“The Next Normal”: Expert Insight to Guide Your Business Into a Future With COVID-19
Knowing you’re ready to protect employees’ health in case of a surge will help you move confidently to the next phase of COVID-19.
More than 98% of Americans now live in an area with a “low” or “medium” COVID-19 Community Level, the CDC’s new gauge of local virus risks. Masks are coming off. Safety mandates are loosening. Offices are reopening. People are reconnecting. There is relief in the air.
We’re not yet in a “new normal,” but we can begin to see “the next normal.” And what it looks like is functioning with COVID-19—even while protecting employee health and preparing for surges from virus variants.
We spoke with Dr. Ezekiel Emanuel, who helped shape the White House’s new National COVID-19 Response Plan, Martine Ferland, the CEO of the consulting firm Mercer, and Daryl Brewster, CEO of Chief Executives for Corporate Purpose, at the Health Action Alliance’s March 9 briefing for business leaders. The interviews below were edited for length and clarity.
DR. EZEKIEL EMANUEL
What is the "next normal," and how will we know when we get there?

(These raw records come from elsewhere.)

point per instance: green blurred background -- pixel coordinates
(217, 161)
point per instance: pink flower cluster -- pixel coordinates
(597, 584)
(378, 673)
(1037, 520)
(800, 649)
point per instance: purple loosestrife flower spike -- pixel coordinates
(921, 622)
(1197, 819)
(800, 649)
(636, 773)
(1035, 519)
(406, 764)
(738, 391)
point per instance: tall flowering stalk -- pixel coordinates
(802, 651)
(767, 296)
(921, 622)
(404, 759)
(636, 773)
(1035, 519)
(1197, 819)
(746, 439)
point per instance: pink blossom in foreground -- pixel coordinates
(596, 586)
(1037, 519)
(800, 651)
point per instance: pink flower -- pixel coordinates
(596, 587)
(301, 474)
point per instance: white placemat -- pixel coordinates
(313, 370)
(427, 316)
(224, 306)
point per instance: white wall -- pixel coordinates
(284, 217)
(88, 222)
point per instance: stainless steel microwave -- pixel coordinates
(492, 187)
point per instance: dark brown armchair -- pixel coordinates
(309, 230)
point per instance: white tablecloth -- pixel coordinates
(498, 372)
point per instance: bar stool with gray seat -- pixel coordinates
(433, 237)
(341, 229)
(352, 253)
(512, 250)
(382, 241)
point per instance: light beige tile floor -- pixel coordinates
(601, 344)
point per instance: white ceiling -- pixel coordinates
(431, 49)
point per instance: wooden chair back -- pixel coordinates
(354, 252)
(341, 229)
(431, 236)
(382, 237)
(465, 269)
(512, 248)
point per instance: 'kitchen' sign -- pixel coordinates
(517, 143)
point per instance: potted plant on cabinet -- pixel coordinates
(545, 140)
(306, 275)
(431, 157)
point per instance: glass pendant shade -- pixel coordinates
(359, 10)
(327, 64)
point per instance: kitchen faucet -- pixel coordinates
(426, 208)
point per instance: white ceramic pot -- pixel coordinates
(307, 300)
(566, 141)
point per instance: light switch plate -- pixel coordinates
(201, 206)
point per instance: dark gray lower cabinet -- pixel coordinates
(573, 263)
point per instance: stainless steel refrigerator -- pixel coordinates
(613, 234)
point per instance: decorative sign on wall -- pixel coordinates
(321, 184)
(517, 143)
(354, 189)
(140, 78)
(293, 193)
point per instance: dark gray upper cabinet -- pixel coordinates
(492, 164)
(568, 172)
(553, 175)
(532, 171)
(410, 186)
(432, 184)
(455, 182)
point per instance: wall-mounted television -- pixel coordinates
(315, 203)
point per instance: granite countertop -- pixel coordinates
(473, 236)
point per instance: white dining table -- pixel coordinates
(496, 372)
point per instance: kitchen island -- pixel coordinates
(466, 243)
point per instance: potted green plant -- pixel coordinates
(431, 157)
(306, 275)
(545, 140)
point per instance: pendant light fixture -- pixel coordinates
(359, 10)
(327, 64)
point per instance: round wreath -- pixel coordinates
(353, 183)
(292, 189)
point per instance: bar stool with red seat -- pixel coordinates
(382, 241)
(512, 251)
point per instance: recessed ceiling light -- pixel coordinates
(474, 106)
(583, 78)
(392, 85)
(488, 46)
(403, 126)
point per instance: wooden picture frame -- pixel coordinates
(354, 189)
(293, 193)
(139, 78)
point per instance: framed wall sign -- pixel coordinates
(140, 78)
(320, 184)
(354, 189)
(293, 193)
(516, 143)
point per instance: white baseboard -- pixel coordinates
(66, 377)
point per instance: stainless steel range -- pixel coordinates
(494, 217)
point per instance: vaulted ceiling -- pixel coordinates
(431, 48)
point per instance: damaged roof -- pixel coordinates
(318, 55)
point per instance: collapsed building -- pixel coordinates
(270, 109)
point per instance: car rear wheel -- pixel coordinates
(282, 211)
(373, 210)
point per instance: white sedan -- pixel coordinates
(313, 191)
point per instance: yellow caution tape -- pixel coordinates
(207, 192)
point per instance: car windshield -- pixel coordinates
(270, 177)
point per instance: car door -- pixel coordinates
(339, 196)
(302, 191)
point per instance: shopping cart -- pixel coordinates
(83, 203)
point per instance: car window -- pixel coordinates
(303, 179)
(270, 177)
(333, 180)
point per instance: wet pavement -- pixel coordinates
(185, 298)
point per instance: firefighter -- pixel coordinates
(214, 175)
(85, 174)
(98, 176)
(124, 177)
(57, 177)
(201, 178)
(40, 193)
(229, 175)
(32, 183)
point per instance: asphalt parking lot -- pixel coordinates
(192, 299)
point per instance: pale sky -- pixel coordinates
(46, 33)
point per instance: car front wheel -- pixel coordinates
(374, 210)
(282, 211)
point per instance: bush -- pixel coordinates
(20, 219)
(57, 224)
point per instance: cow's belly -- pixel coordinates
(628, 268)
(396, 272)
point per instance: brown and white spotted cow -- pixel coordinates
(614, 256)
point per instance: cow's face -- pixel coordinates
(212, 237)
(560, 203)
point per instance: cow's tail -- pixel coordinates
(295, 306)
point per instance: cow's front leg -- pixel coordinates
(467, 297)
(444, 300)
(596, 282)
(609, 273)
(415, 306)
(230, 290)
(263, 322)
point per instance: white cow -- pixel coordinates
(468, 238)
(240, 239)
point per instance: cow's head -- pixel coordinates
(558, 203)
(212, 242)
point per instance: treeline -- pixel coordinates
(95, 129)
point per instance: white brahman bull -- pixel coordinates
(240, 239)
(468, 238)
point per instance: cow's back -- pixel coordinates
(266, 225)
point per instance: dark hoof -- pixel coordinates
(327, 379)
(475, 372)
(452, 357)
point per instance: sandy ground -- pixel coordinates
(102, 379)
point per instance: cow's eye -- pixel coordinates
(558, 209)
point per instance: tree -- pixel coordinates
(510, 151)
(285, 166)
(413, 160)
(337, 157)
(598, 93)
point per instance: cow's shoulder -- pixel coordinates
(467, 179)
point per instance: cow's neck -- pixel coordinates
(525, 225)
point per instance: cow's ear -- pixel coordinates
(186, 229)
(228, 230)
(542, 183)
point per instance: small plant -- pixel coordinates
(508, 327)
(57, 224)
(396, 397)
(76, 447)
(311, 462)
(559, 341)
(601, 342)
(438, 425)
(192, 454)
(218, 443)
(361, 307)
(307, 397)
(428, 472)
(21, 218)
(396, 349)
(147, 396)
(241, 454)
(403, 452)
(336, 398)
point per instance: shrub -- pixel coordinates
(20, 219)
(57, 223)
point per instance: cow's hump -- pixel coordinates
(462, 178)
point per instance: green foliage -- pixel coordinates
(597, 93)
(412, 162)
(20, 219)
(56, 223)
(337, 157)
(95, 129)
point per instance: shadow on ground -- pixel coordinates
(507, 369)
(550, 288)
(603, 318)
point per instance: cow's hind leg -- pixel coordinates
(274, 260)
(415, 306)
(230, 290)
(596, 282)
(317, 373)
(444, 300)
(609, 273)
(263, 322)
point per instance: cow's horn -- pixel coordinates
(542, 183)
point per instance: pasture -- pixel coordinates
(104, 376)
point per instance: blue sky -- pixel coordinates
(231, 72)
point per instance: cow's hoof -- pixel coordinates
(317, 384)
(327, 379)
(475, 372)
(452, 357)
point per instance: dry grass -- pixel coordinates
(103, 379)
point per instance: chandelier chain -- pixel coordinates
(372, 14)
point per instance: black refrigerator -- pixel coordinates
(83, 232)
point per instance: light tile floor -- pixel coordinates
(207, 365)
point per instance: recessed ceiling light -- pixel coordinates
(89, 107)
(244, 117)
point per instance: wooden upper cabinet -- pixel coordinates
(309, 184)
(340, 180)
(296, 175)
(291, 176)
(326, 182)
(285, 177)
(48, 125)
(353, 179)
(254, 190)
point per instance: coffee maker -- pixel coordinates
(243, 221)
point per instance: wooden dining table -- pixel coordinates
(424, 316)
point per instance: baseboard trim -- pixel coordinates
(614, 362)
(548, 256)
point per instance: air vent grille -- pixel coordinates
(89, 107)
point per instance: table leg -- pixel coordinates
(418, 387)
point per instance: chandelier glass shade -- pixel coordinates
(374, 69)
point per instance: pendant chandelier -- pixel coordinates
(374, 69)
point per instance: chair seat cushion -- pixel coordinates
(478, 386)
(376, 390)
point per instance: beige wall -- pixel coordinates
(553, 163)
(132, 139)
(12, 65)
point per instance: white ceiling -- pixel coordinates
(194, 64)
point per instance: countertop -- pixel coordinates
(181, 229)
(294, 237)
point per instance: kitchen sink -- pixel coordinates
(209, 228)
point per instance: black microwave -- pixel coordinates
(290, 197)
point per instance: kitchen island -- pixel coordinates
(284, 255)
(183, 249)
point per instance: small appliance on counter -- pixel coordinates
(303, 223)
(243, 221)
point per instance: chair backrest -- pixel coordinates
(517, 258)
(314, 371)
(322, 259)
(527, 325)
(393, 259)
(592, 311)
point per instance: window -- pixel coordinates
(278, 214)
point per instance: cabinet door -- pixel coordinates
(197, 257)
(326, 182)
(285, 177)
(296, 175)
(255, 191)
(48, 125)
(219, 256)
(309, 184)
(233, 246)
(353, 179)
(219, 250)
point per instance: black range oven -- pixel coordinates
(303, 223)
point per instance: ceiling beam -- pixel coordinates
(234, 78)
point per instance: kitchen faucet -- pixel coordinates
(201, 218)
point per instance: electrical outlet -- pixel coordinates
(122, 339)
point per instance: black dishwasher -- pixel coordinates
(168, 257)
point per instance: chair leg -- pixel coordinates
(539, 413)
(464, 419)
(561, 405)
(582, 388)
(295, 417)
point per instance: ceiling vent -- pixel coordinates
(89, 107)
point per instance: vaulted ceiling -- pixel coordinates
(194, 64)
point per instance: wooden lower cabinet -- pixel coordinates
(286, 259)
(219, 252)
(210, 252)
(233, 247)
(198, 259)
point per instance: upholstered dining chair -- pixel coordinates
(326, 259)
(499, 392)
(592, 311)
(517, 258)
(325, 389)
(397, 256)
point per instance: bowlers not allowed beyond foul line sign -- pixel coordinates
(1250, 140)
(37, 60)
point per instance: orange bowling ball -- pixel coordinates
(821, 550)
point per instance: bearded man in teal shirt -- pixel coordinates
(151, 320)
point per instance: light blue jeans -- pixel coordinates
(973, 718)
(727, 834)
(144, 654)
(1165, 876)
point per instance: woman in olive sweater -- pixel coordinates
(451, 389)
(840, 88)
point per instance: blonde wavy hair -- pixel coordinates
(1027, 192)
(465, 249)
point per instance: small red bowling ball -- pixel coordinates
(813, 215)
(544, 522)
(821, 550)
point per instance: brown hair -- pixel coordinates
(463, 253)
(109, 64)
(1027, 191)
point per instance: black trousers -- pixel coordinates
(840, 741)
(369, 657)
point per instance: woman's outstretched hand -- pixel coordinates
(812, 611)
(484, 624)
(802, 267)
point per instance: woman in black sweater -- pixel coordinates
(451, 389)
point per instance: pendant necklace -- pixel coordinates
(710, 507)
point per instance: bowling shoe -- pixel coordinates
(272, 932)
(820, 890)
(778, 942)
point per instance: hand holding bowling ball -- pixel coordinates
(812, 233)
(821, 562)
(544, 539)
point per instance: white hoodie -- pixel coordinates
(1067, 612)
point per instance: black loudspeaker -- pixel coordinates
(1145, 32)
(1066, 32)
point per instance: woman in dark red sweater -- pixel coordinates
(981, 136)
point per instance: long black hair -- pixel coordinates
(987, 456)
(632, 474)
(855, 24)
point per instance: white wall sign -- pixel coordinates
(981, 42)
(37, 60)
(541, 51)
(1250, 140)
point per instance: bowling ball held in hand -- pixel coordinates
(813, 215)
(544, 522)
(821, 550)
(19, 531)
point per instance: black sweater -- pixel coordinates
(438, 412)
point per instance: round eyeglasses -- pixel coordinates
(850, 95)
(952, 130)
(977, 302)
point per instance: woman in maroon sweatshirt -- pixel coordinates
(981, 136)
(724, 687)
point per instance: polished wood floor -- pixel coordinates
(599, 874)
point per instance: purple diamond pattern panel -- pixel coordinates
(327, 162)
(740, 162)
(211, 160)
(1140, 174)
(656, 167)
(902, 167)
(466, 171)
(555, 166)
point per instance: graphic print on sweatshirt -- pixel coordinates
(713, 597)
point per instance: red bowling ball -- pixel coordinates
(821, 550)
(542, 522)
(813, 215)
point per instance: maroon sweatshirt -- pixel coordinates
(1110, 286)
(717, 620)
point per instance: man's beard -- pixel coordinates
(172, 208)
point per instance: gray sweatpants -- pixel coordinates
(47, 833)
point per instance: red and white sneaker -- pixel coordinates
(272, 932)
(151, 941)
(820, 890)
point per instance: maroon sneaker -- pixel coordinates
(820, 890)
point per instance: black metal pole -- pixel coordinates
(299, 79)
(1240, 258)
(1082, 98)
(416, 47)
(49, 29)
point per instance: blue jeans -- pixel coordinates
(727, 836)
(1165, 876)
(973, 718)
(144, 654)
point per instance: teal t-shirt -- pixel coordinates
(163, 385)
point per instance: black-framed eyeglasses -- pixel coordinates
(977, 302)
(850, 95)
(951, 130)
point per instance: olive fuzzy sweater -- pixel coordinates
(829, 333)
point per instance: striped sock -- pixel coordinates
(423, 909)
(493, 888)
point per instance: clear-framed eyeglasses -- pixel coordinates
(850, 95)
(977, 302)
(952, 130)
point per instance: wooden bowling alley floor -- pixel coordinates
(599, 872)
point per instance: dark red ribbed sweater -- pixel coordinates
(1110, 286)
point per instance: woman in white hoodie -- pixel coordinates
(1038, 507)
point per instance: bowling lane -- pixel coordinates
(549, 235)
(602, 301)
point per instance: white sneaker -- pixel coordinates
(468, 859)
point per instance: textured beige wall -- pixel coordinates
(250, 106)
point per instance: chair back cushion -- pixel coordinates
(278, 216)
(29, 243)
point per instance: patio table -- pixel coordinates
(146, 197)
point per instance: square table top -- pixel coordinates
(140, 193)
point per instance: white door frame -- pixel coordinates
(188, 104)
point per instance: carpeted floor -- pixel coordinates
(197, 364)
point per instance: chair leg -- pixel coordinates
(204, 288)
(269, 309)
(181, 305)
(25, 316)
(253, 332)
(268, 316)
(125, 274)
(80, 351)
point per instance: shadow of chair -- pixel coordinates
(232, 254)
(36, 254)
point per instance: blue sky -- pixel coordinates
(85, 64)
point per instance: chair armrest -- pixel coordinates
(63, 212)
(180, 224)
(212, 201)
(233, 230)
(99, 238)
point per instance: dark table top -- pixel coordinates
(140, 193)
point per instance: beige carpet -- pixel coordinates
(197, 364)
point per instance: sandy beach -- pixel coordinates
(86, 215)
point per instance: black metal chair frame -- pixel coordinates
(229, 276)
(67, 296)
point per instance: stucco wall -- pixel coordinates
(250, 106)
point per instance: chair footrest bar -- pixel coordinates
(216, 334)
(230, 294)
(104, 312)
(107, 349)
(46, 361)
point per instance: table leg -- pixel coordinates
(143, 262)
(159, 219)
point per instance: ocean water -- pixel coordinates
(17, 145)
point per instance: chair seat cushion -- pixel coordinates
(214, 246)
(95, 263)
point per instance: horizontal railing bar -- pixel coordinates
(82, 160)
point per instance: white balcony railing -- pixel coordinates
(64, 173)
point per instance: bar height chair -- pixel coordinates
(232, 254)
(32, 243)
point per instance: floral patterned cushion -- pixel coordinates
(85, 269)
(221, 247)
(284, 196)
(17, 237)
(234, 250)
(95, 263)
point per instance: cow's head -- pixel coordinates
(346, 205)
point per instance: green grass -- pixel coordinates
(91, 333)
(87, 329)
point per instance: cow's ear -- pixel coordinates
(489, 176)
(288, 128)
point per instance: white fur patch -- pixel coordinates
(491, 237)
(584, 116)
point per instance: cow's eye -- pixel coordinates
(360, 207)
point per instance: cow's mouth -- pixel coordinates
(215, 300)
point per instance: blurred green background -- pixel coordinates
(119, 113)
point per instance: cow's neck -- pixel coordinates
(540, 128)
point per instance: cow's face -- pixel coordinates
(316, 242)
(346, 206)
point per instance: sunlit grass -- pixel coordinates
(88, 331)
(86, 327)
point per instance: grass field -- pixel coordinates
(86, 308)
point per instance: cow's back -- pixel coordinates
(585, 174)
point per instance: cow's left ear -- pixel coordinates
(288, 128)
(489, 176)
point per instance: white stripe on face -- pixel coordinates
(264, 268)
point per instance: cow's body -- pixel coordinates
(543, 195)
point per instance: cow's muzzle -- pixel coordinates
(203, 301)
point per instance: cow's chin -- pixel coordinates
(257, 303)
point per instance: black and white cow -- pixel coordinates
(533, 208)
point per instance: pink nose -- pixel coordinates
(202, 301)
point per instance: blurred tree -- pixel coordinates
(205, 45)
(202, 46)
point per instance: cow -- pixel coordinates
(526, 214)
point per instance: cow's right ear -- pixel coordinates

Well, in our COVID-19 Roadmap, we put in a dashboard that looks at COVID-19 cases, vaccination rates, hospital occupancy, hospital staff shortages, deaths, and a few other elements that we would like to monitor. We're currently seeing 1,400 to 1,500 deaths a day which is still way too high. Almost all the experts on our panel suggest that we probably need three or four more weeks. We need to see the COVID-19 cases coming down, we need to see the mortality continue to drop, hospital occupancy has to continue to drop.
We’re improving, there's no doubt about it, but “improving” does not mean “improved.” And one of our worries is a premature jumping to easing everything by allowing people to come together and then spreading whatever virus remains incident in the community. We've seen that movie before, so we can't be overconfident.
In your report, you state really clearly that the failure to control workplace exposure has wreaked havoc on the workforce throughout the pandemic. What are you proposing to better protect workers in the next normal of COVID-19?
There are a number of things workplaces can do. Vaccine mandates—I've been a big advocate of this all the way back to [last] April. We know vaccines are very, very important, for reducing the risk of death and hospitalization and maybe even long COVID.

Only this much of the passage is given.